The load rating takes into account not only the mass of the vehicle, but also the mass of the driver, any passengers and additional luggage.
For this reason, the rear tyre has a higher load rating than the front, so that it can carry a higher load.
Yes. The regulations require that the motorcycle maker's homologation be respected for the safety of the vehicle's user and any passenger. Therefore, your motorbike must be equipped with tyres that comply with the homologated dimensions, which include the load and speed ratings defined as safe for your vehicle.
If your vehicle is not fitted with manufacturer-approved tyres, there are safety risks and it may also jeopardise your insurance cover in the event of an accident.
If your tyre is approved for a speed rating that corresponds to a speed you never expect to reach, it is still imperative that the homologation be respected. Why is this? Because the speed rating and the load rating are correlated. If you take a tyre with a lower speed rating, the load rating could be insufficient for your vehicle, which would expose you to the risks mentioned above.
They are part of the standard markings on the sidewall of the tyre or in the vehicle manual (sometimes also on the pressure sticker).
For more information, see our article on tyre markings.
Some motorcycle manufacturers provide for the same size a normal load rating and a load rating for reinforced tyres. This can happen, for example, when the manufacturer markets a new version of a vehicle with additions that imply a higher load (a more powerful engine, a higher luggage capacity...)

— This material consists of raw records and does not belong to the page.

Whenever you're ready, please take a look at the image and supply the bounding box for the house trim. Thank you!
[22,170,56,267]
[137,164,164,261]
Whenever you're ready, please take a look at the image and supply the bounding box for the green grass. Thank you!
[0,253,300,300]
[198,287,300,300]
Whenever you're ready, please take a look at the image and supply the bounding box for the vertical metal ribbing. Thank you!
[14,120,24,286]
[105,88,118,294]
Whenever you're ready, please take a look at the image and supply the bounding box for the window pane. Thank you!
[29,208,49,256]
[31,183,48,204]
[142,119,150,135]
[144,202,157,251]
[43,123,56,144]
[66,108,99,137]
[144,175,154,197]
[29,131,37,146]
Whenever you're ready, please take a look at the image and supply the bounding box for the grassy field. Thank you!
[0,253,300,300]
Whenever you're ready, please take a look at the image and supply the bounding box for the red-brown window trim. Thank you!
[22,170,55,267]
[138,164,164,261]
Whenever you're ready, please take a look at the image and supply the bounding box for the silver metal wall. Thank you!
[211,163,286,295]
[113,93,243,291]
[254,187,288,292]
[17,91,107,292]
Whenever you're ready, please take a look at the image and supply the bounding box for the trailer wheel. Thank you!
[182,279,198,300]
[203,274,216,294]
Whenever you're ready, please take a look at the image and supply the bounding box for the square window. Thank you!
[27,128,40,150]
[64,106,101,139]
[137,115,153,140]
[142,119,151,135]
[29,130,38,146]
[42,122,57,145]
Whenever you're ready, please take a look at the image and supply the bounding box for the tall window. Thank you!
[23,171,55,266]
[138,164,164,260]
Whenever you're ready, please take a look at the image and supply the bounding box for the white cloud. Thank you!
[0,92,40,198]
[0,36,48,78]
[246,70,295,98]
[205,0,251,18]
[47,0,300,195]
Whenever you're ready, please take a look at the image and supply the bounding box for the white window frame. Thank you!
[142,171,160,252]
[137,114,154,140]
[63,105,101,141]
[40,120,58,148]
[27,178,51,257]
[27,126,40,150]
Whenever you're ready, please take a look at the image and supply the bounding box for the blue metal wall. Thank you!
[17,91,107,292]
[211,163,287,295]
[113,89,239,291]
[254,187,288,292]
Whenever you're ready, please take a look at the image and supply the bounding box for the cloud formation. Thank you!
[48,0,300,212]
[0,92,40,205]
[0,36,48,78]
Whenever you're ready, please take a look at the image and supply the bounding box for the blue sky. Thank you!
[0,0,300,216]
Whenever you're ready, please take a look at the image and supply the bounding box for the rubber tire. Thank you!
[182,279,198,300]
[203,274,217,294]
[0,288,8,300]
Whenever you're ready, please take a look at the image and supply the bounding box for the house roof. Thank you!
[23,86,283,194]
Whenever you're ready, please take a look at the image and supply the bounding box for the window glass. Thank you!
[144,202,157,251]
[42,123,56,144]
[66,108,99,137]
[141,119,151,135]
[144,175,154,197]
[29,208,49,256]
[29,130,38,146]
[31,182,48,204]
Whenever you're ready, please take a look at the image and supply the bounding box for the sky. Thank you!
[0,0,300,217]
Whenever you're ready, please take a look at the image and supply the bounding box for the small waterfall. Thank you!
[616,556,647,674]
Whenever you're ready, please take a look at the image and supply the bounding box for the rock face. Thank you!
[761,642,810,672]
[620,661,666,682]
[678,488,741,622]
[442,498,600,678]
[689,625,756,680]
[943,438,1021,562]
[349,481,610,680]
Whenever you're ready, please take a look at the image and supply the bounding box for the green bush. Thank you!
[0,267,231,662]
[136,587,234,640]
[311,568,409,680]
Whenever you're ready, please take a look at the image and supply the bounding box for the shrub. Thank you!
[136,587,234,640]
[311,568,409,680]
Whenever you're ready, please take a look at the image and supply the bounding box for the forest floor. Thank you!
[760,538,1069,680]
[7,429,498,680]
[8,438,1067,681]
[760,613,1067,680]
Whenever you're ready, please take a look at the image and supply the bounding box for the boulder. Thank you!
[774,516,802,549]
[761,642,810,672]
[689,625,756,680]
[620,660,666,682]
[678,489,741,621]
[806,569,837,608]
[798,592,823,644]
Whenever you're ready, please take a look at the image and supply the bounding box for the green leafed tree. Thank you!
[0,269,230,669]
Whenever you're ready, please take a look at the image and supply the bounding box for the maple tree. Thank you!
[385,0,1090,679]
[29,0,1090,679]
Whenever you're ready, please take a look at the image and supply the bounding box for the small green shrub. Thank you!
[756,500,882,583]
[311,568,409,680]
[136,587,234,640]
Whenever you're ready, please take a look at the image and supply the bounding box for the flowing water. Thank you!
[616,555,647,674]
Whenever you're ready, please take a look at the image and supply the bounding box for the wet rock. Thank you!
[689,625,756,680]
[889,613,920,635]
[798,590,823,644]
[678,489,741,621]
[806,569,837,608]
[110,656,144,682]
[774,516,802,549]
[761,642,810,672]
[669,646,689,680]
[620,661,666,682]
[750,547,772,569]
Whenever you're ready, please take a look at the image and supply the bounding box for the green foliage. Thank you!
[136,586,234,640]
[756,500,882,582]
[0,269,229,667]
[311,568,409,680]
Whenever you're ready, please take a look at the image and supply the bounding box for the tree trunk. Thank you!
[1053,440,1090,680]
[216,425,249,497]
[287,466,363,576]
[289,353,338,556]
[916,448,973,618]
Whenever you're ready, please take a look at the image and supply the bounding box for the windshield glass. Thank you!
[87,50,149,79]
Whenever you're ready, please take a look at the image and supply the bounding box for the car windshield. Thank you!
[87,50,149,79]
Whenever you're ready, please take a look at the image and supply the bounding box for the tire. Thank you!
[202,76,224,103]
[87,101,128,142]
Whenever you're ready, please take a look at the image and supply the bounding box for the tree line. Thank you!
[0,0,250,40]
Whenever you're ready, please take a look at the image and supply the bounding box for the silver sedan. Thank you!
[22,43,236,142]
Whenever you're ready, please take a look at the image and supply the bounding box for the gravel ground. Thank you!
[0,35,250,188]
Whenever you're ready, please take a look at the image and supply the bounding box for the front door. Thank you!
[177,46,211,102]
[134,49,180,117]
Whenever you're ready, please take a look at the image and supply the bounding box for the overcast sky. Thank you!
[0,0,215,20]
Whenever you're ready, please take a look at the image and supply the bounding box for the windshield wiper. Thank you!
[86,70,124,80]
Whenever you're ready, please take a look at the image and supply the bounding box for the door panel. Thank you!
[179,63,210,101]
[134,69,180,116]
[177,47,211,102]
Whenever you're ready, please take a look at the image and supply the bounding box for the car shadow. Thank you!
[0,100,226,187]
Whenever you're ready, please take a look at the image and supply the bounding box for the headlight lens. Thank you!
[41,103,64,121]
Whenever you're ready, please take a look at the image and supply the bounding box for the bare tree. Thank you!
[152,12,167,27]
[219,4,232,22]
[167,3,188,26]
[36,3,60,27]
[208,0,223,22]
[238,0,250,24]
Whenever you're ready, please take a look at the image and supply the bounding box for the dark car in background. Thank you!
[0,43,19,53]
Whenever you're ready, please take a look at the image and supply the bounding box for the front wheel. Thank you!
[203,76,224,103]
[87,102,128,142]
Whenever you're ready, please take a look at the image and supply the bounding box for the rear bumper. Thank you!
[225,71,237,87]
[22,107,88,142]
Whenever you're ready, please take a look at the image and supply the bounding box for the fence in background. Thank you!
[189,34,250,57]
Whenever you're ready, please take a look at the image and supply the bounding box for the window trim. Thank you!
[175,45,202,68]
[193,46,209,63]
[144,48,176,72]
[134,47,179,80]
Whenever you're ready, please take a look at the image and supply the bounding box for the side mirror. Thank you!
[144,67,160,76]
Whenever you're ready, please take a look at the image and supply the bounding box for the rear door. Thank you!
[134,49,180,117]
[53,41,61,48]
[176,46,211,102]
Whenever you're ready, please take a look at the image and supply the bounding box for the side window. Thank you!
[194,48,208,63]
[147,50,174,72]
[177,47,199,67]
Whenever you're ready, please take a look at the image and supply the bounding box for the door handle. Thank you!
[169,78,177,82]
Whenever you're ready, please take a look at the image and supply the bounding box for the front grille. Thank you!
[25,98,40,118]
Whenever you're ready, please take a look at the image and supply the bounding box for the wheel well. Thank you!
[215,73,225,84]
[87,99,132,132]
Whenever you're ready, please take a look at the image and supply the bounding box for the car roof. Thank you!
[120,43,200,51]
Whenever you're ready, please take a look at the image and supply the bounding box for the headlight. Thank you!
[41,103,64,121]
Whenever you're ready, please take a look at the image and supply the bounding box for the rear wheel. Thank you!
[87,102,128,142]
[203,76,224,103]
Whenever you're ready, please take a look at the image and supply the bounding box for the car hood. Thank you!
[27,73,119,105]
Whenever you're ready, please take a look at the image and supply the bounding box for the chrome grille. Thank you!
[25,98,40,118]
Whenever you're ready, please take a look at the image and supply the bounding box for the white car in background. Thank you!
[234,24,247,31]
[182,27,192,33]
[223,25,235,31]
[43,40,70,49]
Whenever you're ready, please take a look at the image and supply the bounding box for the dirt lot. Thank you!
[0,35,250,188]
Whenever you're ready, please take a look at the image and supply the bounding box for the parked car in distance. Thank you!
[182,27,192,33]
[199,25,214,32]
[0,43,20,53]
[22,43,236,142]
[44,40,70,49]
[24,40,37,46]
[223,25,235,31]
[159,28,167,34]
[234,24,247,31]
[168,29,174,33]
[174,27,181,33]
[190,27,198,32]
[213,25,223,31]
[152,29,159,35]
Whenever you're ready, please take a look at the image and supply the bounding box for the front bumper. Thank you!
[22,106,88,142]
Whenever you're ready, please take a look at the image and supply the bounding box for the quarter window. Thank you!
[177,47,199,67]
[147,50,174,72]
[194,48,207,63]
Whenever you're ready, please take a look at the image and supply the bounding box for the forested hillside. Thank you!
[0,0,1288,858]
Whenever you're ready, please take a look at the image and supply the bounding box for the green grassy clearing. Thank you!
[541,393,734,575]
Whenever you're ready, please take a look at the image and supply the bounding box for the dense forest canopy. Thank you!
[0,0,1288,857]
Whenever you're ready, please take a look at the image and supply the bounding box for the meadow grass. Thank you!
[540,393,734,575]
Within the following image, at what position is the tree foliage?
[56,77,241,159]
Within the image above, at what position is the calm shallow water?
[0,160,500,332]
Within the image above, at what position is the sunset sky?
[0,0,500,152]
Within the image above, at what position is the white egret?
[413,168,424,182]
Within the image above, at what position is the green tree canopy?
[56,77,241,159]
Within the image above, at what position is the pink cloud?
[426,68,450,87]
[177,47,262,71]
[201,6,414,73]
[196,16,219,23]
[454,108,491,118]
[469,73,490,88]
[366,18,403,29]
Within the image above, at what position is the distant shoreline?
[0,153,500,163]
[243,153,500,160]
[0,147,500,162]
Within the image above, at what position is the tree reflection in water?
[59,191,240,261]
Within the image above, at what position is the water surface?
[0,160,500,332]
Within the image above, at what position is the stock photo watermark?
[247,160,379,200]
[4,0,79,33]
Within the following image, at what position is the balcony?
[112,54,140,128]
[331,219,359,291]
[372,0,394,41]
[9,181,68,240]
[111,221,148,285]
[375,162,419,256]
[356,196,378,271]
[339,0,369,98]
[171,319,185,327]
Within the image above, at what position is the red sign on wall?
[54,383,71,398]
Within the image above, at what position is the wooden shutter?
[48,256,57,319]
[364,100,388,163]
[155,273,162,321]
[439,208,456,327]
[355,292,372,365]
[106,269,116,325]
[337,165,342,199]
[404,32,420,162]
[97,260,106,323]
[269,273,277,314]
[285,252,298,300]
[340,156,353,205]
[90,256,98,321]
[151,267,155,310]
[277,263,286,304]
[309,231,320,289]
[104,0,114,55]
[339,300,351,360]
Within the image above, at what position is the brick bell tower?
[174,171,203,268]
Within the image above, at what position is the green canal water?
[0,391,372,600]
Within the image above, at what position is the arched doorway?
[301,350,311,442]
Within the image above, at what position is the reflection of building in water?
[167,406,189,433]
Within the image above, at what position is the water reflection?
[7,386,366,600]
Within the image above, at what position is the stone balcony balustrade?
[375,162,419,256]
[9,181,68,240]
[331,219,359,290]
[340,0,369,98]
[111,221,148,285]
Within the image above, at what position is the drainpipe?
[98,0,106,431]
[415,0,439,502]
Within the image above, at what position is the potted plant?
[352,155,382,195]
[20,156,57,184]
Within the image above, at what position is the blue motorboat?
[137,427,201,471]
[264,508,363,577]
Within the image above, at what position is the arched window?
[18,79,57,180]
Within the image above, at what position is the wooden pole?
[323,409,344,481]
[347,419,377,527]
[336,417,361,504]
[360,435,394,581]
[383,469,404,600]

This is the reason why you will sometimes find two different dimensions with the same speed rating:
One with a normal load rating, for example:
130 / 70 - 12 56P
(56 is the load rating)
The other, that of a reinforced tyre indicated by the marking "REINF", for example:
130 / 70 - 12 62P REINF
(62 corresponds to a higher load and the REINF marking indicates a reinforced tyre)
In both cases, the tyres have a speed rating of P.
Depending on the model of the vehicle, one or other of the dimensions will be the one approved by the manufacturer.
Don't forget that if you have any doubts or if you don't know which size is suitable for your vehicle, the role of the professional is to guide you in your choices, in compliance with the manufacturer's homologation.